WASHINGTON (Reuters) - U.S. intelligence reports suggest that Libyan leader Moammar Gadhafi's forces have placed the bodies of people they have killed at the sites of coalition air strikes so they can blame the West for the deaths, U.S. Secretary of Defense Robert Gates said in a television interview Saturday.
"We do have a lot of intelligence reporting about Gadhafi taking the bodies of the people he's killed and putting them at the sites where we've attacked," Gates said according to interview excerpts released by CBS News' "Face the Nation with Bob Schieffer" program, which will air Sunday.
A U.S.-led coalition began air strikes against Libya a week ago to establish a no-fly zone over the oil-exporting North African country and to try to prevent Gadhafi from using his air force to attack people rebelling against his rule.
Last week Libyan officials said nearly 100 civilians had been killed in the coalition strikes, but Western military officials at the time denied any civilians had been killed.
"The truth of the matter is we have trouble coming up with proof of any civilian casualties that we have been responsible for," Gates said in the television interview.
Separately, the State Department praised the African Union for convening a meeting on Libya and said the group had an important role to play in resolving the crisis there.

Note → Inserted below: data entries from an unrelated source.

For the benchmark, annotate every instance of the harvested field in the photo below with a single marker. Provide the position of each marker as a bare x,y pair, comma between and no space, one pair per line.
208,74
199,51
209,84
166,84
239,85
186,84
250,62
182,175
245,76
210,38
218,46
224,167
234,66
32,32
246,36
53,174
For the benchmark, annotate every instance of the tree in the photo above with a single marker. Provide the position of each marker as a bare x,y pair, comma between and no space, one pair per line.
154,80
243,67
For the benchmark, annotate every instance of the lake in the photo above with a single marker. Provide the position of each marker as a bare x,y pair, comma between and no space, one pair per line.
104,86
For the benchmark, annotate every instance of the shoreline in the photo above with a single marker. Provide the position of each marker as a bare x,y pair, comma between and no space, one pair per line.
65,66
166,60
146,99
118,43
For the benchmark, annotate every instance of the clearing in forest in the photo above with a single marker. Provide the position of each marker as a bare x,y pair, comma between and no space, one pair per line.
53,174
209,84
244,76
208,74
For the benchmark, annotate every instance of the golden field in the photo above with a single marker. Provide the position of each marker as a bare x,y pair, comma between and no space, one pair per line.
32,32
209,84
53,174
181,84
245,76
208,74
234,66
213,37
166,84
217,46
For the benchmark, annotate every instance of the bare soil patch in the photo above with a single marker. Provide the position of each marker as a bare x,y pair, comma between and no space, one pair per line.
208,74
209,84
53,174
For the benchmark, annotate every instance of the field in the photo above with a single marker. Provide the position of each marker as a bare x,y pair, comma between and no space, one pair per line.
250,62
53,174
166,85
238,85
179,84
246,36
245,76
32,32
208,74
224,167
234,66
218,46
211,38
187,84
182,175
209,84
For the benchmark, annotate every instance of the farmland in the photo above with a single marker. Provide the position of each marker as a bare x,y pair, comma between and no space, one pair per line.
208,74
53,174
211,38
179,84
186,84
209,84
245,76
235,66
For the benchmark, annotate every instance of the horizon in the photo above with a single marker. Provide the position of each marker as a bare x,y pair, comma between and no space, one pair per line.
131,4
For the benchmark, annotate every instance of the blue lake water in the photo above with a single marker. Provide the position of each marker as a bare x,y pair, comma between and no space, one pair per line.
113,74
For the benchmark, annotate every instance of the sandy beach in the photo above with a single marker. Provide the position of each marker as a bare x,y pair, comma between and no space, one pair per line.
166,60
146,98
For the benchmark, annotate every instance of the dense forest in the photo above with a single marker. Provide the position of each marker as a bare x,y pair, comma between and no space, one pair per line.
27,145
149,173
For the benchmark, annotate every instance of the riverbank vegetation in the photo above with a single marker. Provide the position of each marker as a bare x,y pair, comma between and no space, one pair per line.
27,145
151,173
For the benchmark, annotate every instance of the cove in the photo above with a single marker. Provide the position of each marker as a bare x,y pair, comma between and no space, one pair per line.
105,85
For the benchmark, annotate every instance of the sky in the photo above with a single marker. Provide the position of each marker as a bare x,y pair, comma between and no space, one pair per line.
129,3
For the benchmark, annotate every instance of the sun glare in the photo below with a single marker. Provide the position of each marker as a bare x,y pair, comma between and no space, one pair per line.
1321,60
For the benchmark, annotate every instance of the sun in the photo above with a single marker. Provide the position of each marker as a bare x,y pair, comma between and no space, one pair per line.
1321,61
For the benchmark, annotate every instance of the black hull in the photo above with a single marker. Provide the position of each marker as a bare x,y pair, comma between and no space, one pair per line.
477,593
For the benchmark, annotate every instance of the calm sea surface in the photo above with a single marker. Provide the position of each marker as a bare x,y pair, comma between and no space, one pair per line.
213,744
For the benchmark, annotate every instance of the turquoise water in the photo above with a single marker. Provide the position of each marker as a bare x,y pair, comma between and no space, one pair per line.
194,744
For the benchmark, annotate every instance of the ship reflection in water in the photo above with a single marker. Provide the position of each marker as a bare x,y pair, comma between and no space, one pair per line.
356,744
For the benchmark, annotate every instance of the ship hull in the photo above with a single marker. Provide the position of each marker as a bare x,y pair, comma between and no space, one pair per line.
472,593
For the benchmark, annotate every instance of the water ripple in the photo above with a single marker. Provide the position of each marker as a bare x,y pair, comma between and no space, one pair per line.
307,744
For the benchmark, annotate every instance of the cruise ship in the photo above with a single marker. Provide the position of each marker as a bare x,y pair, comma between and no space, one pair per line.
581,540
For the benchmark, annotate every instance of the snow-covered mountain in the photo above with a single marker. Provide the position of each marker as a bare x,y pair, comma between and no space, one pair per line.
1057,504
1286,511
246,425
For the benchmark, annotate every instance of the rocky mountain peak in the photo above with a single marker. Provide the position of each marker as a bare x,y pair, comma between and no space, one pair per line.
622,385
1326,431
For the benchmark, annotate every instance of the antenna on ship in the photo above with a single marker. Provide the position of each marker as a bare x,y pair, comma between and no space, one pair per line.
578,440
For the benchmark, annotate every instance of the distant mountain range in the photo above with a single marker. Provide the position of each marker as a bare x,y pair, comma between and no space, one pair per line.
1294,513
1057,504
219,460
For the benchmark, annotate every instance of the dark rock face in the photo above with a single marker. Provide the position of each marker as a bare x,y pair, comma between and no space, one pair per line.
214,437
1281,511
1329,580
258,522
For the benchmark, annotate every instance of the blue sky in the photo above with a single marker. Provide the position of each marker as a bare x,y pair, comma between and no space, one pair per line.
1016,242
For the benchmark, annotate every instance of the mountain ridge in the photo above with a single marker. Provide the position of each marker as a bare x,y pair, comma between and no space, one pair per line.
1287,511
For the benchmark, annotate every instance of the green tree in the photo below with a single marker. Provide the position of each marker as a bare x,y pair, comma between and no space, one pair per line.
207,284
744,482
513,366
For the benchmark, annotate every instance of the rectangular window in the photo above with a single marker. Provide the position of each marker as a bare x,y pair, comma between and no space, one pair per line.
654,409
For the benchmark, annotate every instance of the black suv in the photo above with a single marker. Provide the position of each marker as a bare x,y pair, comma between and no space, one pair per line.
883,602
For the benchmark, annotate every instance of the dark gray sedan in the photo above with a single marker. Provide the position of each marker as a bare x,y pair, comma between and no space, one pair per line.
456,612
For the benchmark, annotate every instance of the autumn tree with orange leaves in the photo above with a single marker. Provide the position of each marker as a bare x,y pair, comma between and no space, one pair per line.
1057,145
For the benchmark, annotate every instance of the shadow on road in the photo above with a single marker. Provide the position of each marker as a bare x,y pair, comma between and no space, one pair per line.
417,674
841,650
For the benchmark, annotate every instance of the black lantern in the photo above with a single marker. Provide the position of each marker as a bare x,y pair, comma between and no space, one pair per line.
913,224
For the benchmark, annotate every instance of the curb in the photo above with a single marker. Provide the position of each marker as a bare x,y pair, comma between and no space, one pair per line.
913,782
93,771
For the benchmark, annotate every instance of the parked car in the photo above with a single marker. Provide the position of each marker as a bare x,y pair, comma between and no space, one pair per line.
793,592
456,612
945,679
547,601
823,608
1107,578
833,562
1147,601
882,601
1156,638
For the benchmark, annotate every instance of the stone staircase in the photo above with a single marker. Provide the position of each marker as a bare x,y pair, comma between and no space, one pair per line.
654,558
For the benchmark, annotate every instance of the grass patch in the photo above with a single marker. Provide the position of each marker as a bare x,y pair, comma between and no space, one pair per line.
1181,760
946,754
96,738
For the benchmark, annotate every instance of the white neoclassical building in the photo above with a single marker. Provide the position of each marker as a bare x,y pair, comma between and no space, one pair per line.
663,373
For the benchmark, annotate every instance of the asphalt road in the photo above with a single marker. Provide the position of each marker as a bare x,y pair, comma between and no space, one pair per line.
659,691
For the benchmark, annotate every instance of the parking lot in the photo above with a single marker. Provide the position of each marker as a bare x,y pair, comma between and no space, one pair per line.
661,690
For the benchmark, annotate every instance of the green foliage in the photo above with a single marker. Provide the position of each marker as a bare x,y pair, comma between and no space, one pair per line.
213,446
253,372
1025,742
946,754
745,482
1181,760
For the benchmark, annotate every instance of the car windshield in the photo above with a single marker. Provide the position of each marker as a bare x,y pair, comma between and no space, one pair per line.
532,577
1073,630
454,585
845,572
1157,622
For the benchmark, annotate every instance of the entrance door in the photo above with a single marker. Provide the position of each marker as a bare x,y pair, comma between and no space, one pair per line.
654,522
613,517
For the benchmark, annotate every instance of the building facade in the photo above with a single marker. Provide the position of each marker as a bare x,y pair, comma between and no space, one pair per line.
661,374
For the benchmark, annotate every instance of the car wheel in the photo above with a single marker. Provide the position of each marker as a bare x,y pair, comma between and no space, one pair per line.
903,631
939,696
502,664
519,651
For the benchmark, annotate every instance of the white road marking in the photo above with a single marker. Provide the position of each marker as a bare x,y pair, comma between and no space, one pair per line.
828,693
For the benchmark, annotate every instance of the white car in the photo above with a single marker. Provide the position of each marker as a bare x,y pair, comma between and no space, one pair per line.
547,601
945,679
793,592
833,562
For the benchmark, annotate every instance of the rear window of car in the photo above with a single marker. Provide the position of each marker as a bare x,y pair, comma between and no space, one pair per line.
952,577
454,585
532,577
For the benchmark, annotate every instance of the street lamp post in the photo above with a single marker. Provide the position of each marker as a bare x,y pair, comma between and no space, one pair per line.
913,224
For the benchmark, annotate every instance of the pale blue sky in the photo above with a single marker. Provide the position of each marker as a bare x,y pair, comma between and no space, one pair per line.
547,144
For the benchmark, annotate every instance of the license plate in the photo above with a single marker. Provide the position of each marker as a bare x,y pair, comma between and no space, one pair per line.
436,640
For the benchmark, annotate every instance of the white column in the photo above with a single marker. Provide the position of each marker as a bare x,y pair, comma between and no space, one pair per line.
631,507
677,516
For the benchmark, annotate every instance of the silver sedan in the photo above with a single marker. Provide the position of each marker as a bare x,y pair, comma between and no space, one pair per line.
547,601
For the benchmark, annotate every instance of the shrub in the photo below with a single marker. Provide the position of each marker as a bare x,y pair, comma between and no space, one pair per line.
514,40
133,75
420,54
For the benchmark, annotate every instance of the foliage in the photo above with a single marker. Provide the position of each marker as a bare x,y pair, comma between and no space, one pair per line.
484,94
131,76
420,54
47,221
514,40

"The United States commends the African Union for convening a meeting of the international community in Addis Ababa yesterday to discuss the situation in Libya. The African Union has an important role to play in the resolution of the Libyan crisis," the department's acting deputy spokesman Mark Toner said.
"We are especially grateful for the emphasis the African Union placed on the effective protection of civilians and the urgent need to extend humanitarian assistance to those affected by the violence," he said.